The next day, I booted up from a cold start, and everything worked fine again. Phew, problem must have been transient. Then I played with some settings, and rebooted.

And the problems came right back.

The problem, it appears, only occurs on reboots -- not cold starts. Very strange. But this is only the first strange thing to occur.

I did some Googling and found that this specific problem ("Disabling IRQ #11") is frequently caused by ACPI in the BIOS, and so you should disable it when booting the Linux kernel. I tried this, but discovered that since my BIOS is pre-2000, the ACPI support in the kernel was being disabled by default, so this wasn't the problem.

I tried 2 different distributions of Linux -- Fedora Core 3 and Fedora Core 4. Same problem on both. I tried several different kernels for both. Same problem on every kernel I tried.
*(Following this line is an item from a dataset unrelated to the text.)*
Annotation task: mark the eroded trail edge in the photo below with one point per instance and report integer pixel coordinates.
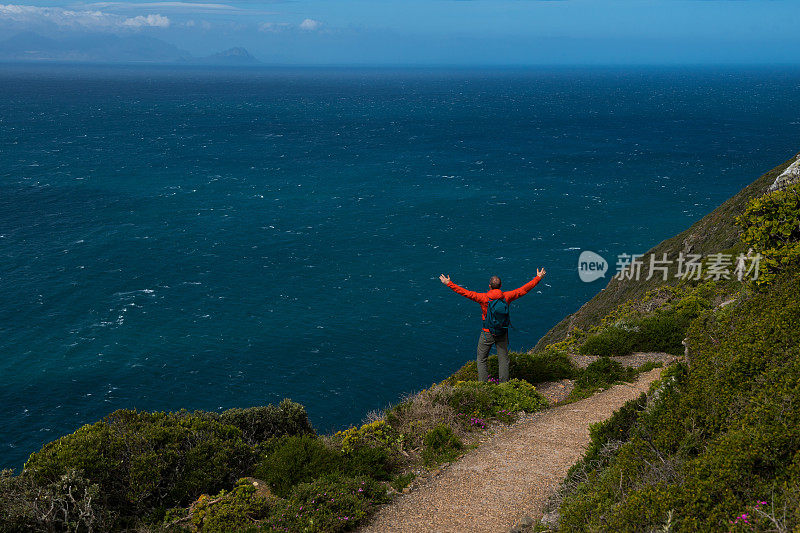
(512, 475)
Upon more Googling (I was now on page ~30 of the results), I learned that IRQ 11 is shared between all of the PCI devices, as well as USB and Firewire. In many cases this is caused by having a Wireless card and sound card. I don't have a sound card, so this simplified my debugging.

From what I could gather, what was probably happening was that the USB driver was loading, and grabbing IRQ 11, seemingly randomly. Since my WiFi card is PCI, it needs IRQ 11 as well, so when the WiFi driver tries to load, it can't communicate with the device, which ends up disabling the WLAN connection and also degrading USB performance.

I disabled USB in my BIOS. On first try, this seemed to work. However, on subsequent boots, the problem kept appearing. I tried to disable the USB subsystem from loading by playing around with the boot scripts for Linux, but no matter what I tried, it seemed that the USB system would try and load.

I tried to do the same thing for FireWire (I don't have any FireWire devices). However, as with USB, it seemed that nothing I did would prevent the driver from loading.

I was able to look at the system boot messages and actually see the ohci (usb/ firewire) system loading and outputting the fact that it was grabbing IRQ 11. I've never been so stressed out -- seeing it do it, but not being able to stop it.

In the end, I'm sorry to say that I have no solution to offer here -- I certainly was hoping this would be a "how-to" post, not a "I have no idea what just happened" post. I decided to just not reboot the machine. It's a secondary machine anyways, so I'll just turn it on and turn it off. I find it completely inexplicable that this problem only happens on reboots.

I'm posting this with two hopes. One, so that anyone else who runs into this problem will at least have an idea of what I tried, what didn't work, and what information on possible causes I was able to collect online. Two, so that if anyone else has this problem and finds a way around it, they can let me know!

I love Linux, but it's partially because of things like this that I took Linux off of Fozzie, my primary machine.